Lifetimes in Function Calls

In addition to borrowing its arguments, a function can return a borrowed value:

#[derive(Debug)]
struct Point(i32, i32);
fn left_most<'a>(p1: &'a Point, p2: &'a Point) -> &'a Point {
    if p1.0 < p2.0 { p1 } else { p2 }
}
fn main() {
    let p1: Point = Point(10, 10);
    let p2: Point = Point(20, 20);
    let p3: &Point = left_most(&p1, &p2);
    println!("left-most point: {:?}", p3);
}

• 'a is a generic parameter, it is inferred by the compiler.
• Lifetimes start with ' and 'a is a typical default name.
• Read &'a Point as “a borrowed Point which is valid for at least the lifetime a”.
  • The at least part is important when parameters are in different scopes.

In the above example, try the following:

• Move the declaration of p2 and p3 into a a new scope ({ ... }), resulting in the following code:

  #[derive(Debug)] struct Point(i32, i32); fn left_most<'a>(p1: &'a Point, p2: &'a Point) -> &'a Point { if p1.0 < p2.0 { p1 } else { p2 } } fn main() { let p1: Point = Point(10, 10); let p3: &Point; { let p2: Point = Point(20, 20); p3 = left_most(&p1, &p2); } println!("left-most point: {:?}", p3); }

  Note how this does not compile since p3 outlives p2.

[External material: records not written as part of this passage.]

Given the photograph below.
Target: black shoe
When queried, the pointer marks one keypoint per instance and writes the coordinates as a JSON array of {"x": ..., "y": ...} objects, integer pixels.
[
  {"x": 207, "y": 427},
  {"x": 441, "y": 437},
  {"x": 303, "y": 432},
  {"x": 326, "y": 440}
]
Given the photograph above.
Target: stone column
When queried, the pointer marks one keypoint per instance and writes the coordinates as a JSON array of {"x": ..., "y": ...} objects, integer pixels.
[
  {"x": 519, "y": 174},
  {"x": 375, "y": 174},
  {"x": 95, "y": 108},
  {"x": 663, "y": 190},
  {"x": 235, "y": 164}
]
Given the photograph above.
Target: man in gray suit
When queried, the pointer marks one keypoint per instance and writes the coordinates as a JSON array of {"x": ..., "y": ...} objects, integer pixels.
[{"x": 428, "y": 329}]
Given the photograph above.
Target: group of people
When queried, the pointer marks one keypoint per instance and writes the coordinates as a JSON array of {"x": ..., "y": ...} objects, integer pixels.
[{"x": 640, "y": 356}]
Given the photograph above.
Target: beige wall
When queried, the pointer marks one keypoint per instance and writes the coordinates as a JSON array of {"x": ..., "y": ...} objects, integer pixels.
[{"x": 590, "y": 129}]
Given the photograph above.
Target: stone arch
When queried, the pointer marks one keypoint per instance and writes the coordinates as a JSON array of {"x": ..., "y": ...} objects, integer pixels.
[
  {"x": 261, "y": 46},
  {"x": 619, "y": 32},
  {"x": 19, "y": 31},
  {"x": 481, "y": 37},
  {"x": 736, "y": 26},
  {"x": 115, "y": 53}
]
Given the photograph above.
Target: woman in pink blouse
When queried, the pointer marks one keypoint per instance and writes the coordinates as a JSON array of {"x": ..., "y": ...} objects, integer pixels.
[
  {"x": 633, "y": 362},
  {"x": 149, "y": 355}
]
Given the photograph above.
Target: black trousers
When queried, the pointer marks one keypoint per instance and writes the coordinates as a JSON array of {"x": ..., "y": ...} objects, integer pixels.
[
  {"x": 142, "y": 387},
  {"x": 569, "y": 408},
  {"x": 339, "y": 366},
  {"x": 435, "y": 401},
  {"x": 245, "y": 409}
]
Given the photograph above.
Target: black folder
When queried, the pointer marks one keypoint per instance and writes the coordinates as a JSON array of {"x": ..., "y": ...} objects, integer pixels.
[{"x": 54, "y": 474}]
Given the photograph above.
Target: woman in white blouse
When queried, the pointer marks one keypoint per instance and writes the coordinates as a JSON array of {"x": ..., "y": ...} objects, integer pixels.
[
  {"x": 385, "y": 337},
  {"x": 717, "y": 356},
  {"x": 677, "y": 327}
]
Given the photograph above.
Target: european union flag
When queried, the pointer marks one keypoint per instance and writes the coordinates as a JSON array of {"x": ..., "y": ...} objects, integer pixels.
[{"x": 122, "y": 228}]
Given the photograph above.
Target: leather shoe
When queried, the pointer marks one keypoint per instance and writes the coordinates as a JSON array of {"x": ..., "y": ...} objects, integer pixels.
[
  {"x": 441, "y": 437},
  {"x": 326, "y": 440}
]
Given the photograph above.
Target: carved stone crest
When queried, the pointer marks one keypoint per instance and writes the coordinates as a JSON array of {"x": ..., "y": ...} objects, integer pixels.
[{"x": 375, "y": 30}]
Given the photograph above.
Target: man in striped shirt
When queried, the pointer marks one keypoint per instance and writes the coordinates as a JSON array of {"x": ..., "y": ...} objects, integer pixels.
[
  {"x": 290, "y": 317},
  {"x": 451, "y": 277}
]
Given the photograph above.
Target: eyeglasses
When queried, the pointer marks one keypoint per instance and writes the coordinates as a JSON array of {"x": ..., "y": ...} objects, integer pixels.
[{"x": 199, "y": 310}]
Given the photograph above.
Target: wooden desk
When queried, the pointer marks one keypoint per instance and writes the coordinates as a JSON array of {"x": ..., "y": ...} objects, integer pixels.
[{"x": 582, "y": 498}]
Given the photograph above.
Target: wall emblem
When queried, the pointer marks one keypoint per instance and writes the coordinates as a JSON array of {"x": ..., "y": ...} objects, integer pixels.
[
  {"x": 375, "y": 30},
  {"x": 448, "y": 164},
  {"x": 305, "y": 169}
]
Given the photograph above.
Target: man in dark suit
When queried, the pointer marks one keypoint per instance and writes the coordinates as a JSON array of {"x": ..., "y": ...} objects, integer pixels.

• Reset the workspace and change the function signature to fn left_most<'a, 'b>(p1: &'a Point, p2: &'a Point) -> &'b Point. This will not compile because the relationship between the lifetimes 'a and 'b is unclear.

• Another way to explain it:

  • Two references to two values are borrowed by a function and the function returns another reference.
  • It must have come from one of those two inputs (or from a global variable).
  • Which one is it? The compiler needs to to know, so at the call site the returned reference is not used for longer than a variable from where the reference came from.